Personal information
- Full name: Conroy Ievers Gunasekera
- Born: 14 July 1920 Ceylon
- Died: 29 July 2010 (aged 90) Colombo, Sri Lanka
- Batting: Right-handed
- Bowling: Right-arm leg-spin and googly

Career statistics
| Competition | First-class |
| Matches | 22 |
| Runs scored | 1266 |
| Batting average | 37.23 |
| 100s/50s | 3/4 |
| Top score | 212 |
| Balls bowled | 2790 |
| Wickets | 53 |
| Bowling average | 23.64 |
| 5 wickets in innings | 2 |
| 10 wickets in match | 2 |
| Best bowling | 8/69 |
| Catches/stumpings | 15/– |
- Source: Cricinfo, 28 March 2020

= C. I. Gunasekera =

Sri Lankan cricketer

Conroy Ievers Gunasekera, sometimes spelt Gunasekara (14 July 1920 – 29 July 2010) was a Sri Lankan cricketer who played first-class cricket for Ceylon from 1949 to 1964, in the period before the country gained Test status. He captained Ceylon several times in the early 1960s.

==Life and career==
Gunasekera was educated at Royal College Colombo where he played in the Royal-Thomian encounter, starting from 1938. He entered Colombo Law College in 1940, but interrupted his legal studies to join the Ceylon Defence Force as a Second Lieutenant during World War II.

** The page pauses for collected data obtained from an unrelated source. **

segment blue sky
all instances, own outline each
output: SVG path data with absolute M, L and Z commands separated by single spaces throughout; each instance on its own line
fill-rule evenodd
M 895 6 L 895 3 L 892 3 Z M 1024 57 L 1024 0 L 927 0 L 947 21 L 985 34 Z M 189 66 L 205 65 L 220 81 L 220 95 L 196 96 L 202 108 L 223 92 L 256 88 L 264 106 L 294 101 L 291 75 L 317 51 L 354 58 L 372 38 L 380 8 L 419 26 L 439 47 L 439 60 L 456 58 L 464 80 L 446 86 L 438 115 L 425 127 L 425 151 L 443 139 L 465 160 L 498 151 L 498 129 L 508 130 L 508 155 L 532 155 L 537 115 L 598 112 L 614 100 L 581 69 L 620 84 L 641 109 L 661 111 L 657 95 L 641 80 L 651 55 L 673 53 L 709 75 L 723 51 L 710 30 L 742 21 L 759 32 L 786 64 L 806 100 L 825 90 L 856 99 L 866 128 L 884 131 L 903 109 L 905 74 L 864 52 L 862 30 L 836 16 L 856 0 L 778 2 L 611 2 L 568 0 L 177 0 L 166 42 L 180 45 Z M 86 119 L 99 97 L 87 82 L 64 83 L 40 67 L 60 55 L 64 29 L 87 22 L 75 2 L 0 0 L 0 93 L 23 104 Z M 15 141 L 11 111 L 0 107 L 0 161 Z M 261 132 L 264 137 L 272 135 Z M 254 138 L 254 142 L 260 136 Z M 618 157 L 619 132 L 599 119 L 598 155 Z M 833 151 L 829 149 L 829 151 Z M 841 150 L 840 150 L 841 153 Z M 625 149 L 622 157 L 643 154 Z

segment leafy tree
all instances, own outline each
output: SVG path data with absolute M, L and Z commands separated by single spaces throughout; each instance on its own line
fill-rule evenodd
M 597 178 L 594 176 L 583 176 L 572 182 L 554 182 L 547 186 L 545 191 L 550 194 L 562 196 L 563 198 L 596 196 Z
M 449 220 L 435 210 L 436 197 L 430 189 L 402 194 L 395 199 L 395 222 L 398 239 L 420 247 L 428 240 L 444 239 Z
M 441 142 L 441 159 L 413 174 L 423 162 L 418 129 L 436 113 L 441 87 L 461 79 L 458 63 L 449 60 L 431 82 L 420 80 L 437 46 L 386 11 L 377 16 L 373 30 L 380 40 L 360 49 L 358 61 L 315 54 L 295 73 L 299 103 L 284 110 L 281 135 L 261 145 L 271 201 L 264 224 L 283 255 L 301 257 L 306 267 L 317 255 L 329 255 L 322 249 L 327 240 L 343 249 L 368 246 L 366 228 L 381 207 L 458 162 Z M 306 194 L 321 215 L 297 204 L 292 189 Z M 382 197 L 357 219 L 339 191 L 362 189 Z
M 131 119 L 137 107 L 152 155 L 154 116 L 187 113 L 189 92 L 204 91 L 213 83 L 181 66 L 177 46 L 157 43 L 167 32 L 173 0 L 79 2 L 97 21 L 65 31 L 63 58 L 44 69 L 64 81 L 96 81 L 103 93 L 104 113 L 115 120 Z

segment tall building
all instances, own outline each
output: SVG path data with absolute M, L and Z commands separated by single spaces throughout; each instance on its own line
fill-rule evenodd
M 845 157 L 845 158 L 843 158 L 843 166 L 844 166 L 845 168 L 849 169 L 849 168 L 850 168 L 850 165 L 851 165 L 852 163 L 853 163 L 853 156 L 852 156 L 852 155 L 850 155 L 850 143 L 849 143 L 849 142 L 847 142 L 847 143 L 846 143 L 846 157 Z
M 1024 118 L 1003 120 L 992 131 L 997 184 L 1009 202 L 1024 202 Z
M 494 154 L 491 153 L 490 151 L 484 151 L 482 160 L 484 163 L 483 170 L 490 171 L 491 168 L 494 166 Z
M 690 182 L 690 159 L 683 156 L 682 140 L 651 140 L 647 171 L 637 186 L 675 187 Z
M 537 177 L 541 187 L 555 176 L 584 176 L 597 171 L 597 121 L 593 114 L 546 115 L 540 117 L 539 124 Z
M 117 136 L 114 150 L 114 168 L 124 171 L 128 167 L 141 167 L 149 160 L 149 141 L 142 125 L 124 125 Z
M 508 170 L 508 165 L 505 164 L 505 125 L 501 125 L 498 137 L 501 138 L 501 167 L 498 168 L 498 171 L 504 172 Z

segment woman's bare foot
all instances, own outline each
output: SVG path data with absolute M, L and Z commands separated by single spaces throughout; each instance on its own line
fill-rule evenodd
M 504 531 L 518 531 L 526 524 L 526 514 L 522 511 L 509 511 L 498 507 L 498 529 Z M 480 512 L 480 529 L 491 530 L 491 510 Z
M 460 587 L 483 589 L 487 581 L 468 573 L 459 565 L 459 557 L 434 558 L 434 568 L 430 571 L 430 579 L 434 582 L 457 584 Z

He started playing cricket for the Sinhalese Sports Club under the captaincy of Fredrick C. de Saram. Thereafter Gunasekera went on to play for the Ceylon team. He also represented the Commonwealth, scoring a hundred in the match Commonwealth v MCC, when he took part in a partnership of 207 with the Australian all-rounder Keith Miller. He brought up his century with a six, and Miller did the same shortly afterwards. Up until the 1980s he played for the SSC.

His highest first-class score was 212 for Ceylon against Madras in the annual Gopalan Trophy match in 1958–59. He scored 120 and 30 against Pakistan in 1948–49. With his leg-spin he took 8 for 69 and 2 for 78 for a Ceylon team against a strong Pakistan Combined Services team in 1953–54 and 7 for 63 and 3 for 91 for Ceylon against Mysore in 1957–58.

David Sheppard described him as "a great cricketer who would surely have played Test cricket if he had qualified for another country ... a fine, forcing batsman, driving with great power, and a good leg-spin bowler".

Gunasekera joined Walker & Sons Limited as a manager and went on to serve as a director. His uncle was Dr Churchill Gunasekara, who also captained the Ceylon cricket team.